A Bayesian Network or DAG has d-connection property which can be used to determine which variables are correlated according to the model. This function uses this d-connection/d-separation property to compare the model with variable correlations in a given dataset. For every pair of variables in the dataset, a correlation test (specified by test argument) is done. We say that any two variables are correlated if the test’s p-value < significance_level. The same pair of variables are then tested whether they are d-connected in the network structure or not. Finally, a metric specified by score is computed by using the correlation test as the true value and d-connections as predicted values.
Absence of correlation/d-separation is considered as the positive class for computing the metrics.
- Parameters:
- ci_test: str or function
The statistical tests to use for determining whether the variables in data are correlated or not. For discrete variables, the options are: 1) chi_square 2) g_sq 3) log_likelihood 4) freeman_tuckey 5) modified_log_likelihood 6) neyman 7) cressie_read. For continuous variables only one test is available: 1) pearsonr.
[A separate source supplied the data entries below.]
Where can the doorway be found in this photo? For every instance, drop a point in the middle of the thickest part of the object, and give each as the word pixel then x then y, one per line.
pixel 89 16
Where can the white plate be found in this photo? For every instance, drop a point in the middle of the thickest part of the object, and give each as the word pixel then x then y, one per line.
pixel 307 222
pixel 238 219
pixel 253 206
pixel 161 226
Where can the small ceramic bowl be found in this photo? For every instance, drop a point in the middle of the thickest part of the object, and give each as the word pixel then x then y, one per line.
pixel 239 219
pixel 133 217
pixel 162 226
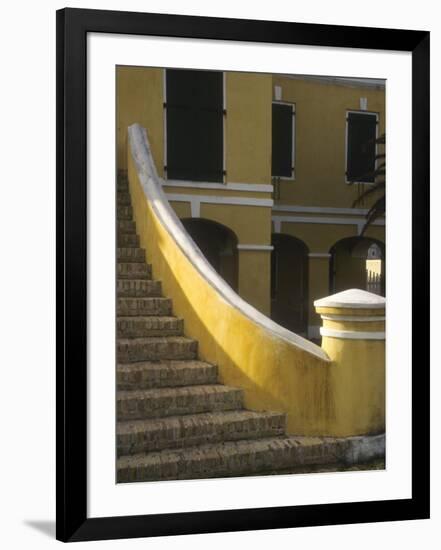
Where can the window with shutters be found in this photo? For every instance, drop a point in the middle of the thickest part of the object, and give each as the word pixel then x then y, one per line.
pixel 194 125
pixel 283 140
pixel 361 135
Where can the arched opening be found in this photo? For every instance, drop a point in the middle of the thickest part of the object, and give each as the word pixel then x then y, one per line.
pixel 289 283
pixel 358 262
pixel 218 244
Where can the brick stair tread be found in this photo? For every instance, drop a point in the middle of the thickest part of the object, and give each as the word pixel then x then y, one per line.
pixel 143 305
pixel 224 459
pixel 134 270
pixel 150 348
pixel 139 326
pixel 126 227
pixel 135 436
pixel 156 340
pixel 171 373
pixel 161 402
pixel 138 288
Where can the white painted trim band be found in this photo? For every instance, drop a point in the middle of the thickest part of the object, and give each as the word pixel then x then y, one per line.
pixel 262 247
pixel 331 221
pixel 353 318
pixel 214 199
pixel 352 334
pixel 254 187
pixel 148 178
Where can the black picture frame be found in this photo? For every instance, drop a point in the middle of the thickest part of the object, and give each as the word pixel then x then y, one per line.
pixel 72 28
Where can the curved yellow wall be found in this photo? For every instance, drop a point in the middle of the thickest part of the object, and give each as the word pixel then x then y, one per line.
pixel 275 374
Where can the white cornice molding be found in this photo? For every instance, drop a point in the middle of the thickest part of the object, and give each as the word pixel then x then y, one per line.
pixel 196 200
pixel 243 187
pixel 256 247
pixel 319 210
pixel 359 222
pixel 352 334
pixel 148 178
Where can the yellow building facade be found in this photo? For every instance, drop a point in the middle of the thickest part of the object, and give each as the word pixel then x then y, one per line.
pixel 280 241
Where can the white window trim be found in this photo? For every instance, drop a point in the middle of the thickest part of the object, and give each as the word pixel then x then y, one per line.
pixel 369 113
pixel 224 119
pixel 293 152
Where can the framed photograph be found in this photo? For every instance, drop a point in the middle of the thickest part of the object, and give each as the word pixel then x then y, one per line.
pixel 242 323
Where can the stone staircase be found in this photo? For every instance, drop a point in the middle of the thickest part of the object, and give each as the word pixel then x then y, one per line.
pixel 174 419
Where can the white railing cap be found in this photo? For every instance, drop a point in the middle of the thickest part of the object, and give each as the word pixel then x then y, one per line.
pixel 353 298
pixel 152 187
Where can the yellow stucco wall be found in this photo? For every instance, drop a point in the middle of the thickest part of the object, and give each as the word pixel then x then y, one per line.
pixel 320 139
pixel 248 132
pixel 317 395
pixel 140 99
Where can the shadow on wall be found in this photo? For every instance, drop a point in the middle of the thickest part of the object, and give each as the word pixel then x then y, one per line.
pixel 218 244
pixel 348 267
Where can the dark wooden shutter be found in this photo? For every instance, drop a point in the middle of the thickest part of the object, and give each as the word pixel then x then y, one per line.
pixel 361 147
pixel 194 125
pixel 282 161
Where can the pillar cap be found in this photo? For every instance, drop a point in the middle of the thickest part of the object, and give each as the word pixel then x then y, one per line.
pixel 353 298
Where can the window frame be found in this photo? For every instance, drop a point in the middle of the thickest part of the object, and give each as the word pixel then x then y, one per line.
pixel 293 129
pixel 377 124
pixel 164 120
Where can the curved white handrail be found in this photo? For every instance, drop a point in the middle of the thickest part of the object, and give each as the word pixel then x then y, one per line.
pixel 152 187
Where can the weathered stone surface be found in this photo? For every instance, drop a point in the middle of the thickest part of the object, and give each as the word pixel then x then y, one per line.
pixel 123 197
pixel 138 327
pixel 124 212
pixel 174 420
pixel 128 239
pixel 233 458
pixel 133 270
pixel 160 402
pixel 189 430
pixel 130 254
pixel 160 374
pixel 126 226
pixel 144 306
pixel 138 288
pixel 155 348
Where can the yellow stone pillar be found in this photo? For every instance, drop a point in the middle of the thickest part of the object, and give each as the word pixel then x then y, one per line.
pixel 254 284
pixel 318 287
pixel 353 336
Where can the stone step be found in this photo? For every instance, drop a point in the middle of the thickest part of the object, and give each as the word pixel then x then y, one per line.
pixel 134 270
pixel 131 350
pixel 140 436
pixel 137 327
pixel 144 306
pixel 160 374
pixel 141 288
pixel 157 403
pixel 227 459
pixel 130 254
pixel 124 212
pixel 128 239
pixel 123 198
pixel 126 226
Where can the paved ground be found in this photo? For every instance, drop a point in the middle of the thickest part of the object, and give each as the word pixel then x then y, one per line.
pixel 374 465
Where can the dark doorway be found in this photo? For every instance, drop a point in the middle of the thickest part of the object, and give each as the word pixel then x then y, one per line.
pixel 289 283
pixel 358 262
pixel 219 246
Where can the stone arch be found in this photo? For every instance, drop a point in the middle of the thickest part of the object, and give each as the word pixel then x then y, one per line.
pixel 219 245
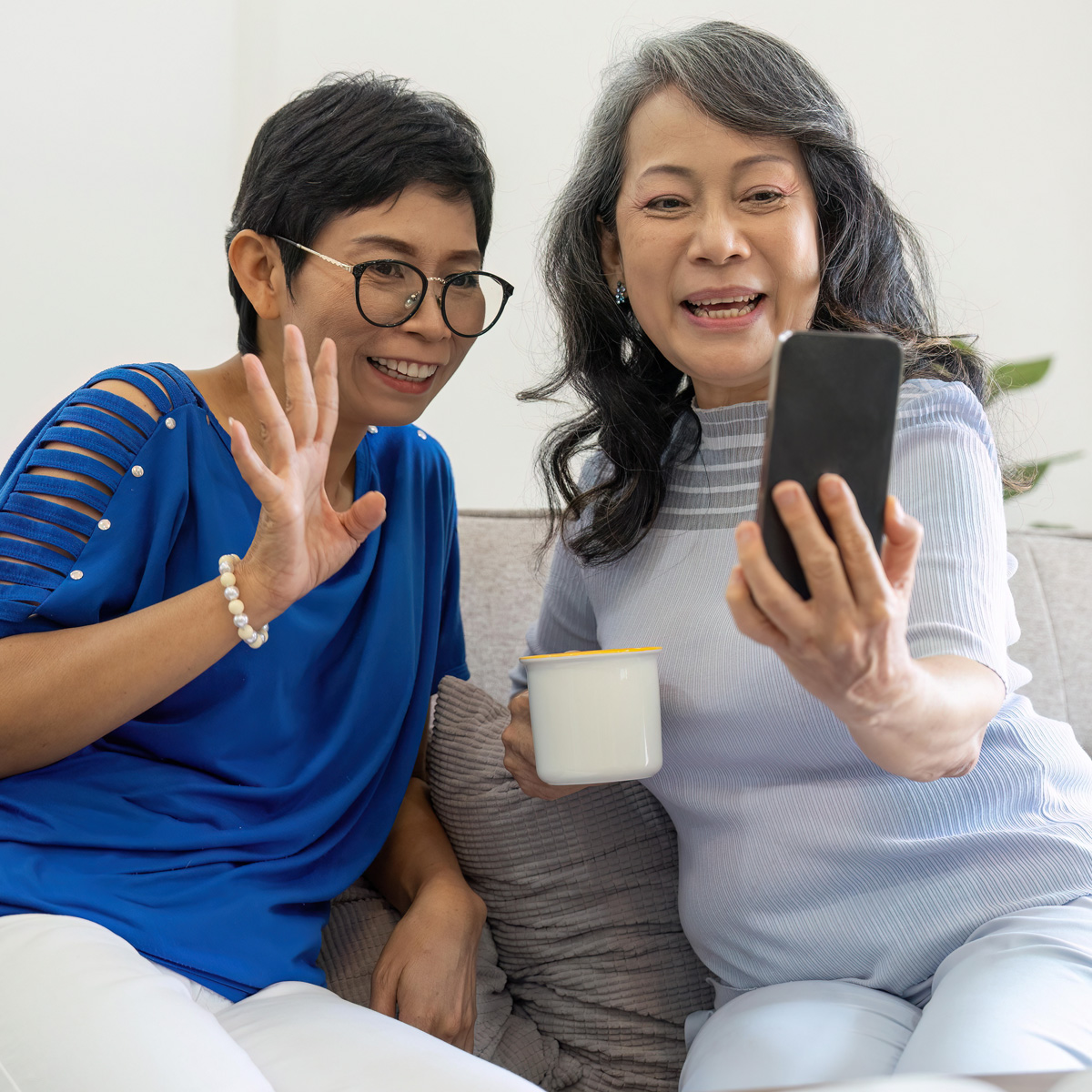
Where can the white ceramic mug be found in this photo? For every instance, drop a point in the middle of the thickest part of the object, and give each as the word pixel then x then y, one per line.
pixel 595 715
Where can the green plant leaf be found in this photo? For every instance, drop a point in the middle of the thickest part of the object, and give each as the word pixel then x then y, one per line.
pixel 1008 377
pixel 1031 474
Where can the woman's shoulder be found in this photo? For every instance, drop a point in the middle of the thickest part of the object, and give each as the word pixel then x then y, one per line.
pixel 942 404
pixel 409 453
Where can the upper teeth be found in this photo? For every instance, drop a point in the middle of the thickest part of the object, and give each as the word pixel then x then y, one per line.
pixel 410 369
pixel 726 299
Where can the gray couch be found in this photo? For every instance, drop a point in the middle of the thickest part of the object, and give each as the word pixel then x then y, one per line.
pixel 584 976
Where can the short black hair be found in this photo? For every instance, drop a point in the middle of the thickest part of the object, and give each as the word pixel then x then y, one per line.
pixel 349 143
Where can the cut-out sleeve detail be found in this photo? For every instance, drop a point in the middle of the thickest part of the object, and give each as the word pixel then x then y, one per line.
pixel 66 475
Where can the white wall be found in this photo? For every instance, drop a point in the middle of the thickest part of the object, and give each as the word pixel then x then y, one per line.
pixel 126 126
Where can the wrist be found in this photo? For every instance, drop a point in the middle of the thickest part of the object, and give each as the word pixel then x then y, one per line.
pixel 263 603
pixel 883 702
pixel 451 890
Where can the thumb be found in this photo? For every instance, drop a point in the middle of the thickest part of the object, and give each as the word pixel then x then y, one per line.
pixel 365 516
pixel 904 540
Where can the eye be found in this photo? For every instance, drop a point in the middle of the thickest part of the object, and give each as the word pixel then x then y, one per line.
pixel 392 270
pixel 463 281
pixel 665 205
pixel 765 197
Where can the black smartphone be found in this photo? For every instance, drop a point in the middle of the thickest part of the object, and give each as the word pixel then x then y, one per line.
pixel 833 405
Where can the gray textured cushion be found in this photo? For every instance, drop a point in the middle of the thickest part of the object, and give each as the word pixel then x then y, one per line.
pixel 1053 593
pixel 360 921
pixel 582 905
pixel 501 589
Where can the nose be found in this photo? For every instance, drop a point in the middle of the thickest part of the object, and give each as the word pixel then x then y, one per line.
pixel 718 238
pixel 429 322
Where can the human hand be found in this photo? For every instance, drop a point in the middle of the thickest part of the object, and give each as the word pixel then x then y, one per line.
pixel 426 975
pixel 300 539
pixel 847 643
pixel 520 753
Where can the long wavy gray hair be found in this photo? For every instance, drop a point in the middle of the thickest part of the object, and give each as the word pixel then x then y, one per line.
pixel 875 276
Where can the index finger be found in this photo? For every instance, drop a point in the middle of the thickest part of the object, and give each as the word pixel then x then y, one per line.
pixel 298 389
pixel 863 566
A function with the signature fun(X, Y, Z, data) can also be passed which returns True for uncorrelated and False otherwise.
- significance_level: float
A value between 0 and 1. If p_value < significance_level, the variables are considered uncorrelated.
- score: fun (default: f1-score)
Any classification scoring metric from scikit-learn. https://scikit-learn.org/stable/modules/classes.html#classification-metrics
- return_summary: boolean (default: False)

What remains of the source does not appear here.